Most of the web sites today have some sort of a registration module where a user is asked to choose a username/password combination. This data gets stored in the database. You might wonder if the password you provide will be kept well-protected (read encrypted). In case you are the person designing such backend registration component, why not give your users peace of mind by encrypting their passwords?
This scenario is a perfect candidate for "one-way hash encryption" also known as a message digest, digital signature, one-way encryption, digital fingerprint, or cryptographic hash. It is referred to as "one-way" because although you can calculate a message digest, given some data, you can't figure out what data produced a given message digest. This is also a collision-free mechanism that guarantees that no two different values will produce the same digest. Another property of this digest is that it is a condensed representation of a message or a data file and as such it has a fixed length.
There are several message-digest algorithms used widely today.
| Algorithm | Strength |
|---|---|
| MD5 | 128 bit |
| SHA-1 | 160 bit |
SHA-1 (Secure Hash Algorithm 1) is slower than MD5, but the message digest is larger, which makes it more resistant to brute force attacks. Therefore, it is recommended that Secure Hash Algorithm is preferred to MD5 for all of your digest needs. Note, SHA-1 now has even higher strength brothers, SHA-256, SHA-384, and SHA-512 for 256, 384 and 512-bit digests respectively.

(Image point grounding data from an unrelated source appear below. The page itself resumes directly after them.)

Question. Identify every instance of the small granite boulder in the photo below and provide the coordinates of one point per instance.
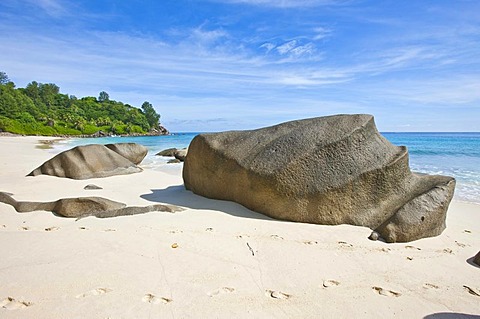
(88, 161)
(329, 170)
(92, 187)
(476, 259)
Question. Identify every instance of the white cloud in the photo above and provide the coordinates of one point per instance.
(54, 8)
(285, 3)
(286, 47)
(321, 33)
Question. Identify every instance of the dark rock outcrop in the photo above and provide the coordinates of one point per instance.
(135, 153)
(84, 206)
(330, 170)
(88, 161)
(169, 152)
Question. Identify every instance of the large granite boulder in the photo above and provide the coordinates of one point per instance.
(328, 170)
(134, 152)
(88, 161)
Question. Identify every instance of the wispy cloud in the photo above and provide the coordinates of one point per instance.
(285, 3)
(54, 8)
(210, 72)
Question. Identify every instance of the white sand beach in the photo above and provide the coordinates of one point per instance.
(215, 259)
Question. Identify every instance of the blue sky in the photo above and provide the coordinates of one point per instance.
(210, 65)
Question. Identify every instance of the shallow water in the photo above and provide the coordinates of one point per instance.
(453, 154)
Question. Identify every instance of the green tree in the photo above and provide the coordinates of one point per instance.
(153, 118)
(4, 78)
(103, 97)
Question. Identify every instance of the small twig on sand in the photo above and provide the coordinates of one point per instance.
(251, 250)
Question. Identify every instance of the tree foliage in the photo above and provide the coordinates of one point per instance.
(41, 109)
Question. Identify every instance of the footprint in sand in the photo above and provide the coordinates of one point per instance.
(460, 244)
(430, 286)
(277, 294)
(385, 292)
(10, 303)
(223, 290)
(94, 292)
(149, 298)
(471, 291)
(330, 283)
(412, 247)
(344, 244)
(383, 249)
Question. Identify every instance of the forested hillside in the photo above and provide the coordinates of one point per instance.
(40, 109)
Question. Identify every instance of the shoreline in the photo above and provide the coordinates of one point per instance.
(215, 258)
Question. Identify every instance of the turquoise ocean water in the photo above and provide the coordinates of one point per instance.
(453, 154)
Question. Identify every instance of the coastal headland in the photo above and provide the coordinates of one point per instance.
(215, 258)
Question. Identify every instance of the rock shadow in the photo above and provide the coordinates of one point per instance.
(178, 195)
(470, 261)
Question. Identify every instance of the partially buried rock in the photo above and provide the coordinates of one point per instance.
(328, 170)
(169, 152)
(135, 153)
(84, 206)
(92, 187)
(88, 161)
(374, 236)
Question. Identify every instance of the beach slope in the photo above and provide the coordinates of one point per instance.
(215, 259)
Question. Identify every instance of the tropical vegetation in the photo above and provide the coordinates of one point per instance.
(40, 109)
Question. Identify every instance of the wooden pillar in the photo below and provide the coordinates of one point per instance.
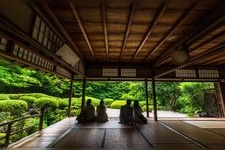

Here is a typical flow of how our message digest algorithm can be used to provide one-way password hashing:
1) User registers with some site by submitting the following data:
| username | password |
|---|---|
| jsmith | mypass |
2) before storing the data, a one-way hash of the password is created: "mypass" is transformed into "5yfRRkrhJDbomacm2lsvEdg4GyY="
The data stored in the database ends up looking like this:
| username | password |
|---|---|
| jsmith | 5yfRRkrhJDbomacm2lsvEdg4GyY= |
3) When jsmith comes back to this site later and decides to login using his credentials (jsmith/mypass), the password hash is created in memory (session) and is compared to the one stored in the database. Both values are equal to "5yfRRkrhJDbomacm2lsvEdg4GyY=" since the same password value "mypass" was used both times when submitting his credentials. Therefore, his login will be successful.
Note, any other plaintext password value will produce a different sequence of characters. Even using a similar password value ("mypast") with only one-letter difference, results in an entirely different hash: "hXdvNSKB5Ifd6fauhUAQZ4jA7o8="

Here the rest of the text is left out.